Brimari et Ténèbres, eux, seraient chargés de poser les pièges à la magie rouge sur chaque entrée aux souterrains, le tout en faisant croire que leur origine était différente pour ne pas vendre la mèche auprès de Solen – Brimari avait déjà plusieurs idées pour s'en charger. Puisqu'ils devraient se déplacer dans la cité entre les points d'accès, Miranda devrait être présente pour ouvrir des portails.

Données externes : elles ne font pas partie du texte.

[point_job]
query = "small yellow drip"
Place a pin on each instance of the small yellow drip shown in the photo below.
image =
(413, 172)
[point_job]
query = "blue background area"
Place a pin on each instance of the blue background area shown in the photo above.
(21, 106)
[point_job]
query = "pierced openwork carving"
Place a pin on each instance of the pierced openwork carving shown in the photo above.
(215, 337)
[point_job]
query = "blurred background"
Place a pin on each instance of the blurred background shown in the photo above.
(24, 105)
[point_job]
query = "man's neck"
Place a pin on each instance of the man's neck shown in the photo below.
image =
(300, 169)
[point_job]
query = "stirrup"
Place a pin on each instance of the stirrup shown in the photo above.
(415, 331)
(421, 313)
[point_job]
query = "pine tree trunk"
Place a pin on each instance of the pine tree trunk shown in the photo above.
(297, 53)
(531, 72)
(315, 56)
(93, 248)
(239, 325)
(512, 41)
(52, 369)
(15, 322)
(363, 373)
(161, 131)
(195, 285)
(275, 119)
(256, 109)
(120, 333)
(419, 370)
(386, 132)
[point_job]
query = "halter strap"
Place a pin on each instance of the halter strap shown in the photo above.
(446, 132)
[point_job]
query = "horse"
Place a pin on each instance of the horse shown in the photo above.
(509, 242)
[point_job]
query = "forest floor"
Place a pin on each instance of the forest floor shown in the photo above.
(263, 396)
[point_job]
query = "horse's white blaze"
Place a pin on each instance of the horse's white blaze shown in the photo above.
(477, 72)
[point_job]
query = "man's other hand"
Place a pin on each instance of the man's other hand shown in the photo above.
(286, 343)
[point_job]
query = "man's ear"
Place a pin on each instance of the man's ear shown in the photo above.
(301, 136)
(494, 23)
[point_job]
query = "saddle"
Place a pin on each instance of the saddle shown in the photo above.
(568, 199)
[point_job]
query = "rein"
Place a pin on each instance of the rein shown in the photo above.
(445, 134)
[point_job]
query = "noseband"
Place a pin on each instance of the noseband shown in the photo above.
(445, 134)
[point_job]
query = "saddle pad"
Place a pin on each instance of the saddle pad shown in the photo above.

Ainsi, Ariane, Vénérios et Lysandre seraient à la surface, tandis que Brimari, Miranda, Ténèbres et Valiammée iraient dans les souterrains une fois leur part du marché réalisée.
Anthropa et Adan, eux n'étaient simplement pas conviés. Gyalan ne voulait pas les mettre en danger et préférait qu'ils continuent à travailler sur leurs projets dans le camp.
- Est-ce qu'il est possible de créer des portails ailleurs qu'au dessus d'un nœud tellurique ? demanda le général.
- Oui, confirma Anthropa sans même vérifier ses notes. Juste que ça demandera bien plus d'énergie.
- On pourrait donc déplacer les différents groupes directement à leurs emplacements ?
- Techniquement, oui. À voir si Miranda maîtrise le processus, mais je n'en doute pas.
Gyalan, les bras croisés, jeta un dernier coup d'œil à la carte. Ses sourcils se froncèrent et se défroncèrent par intermittence.
- Bien, ça me semble correct.
- Alors c'est approuvé ? s'assura Vénérios.
- Ça l'est.
Le soulagement fut général, bien que discret. Ils n'allaient pas laisser tomber Astras.
- Quand est-ce qu'on part ? demanda Brimari.
- Maintenant. Va chercher les soldats.
Brimari s'exécuta. Valiammée, elle, sentit son sang descendre jusqu'à ses pieds. Certes, c'était soudain, mais Gyalan avait raison. C'était ça ou laisser une chance aux renforts de Solen de s'organiser.
Ils voulaient se battre ? Très bien, mais ils n'avaient plus une minute à perdre.
- Miranda, la suite dépend de toi, conclut Gyalan Cartaris.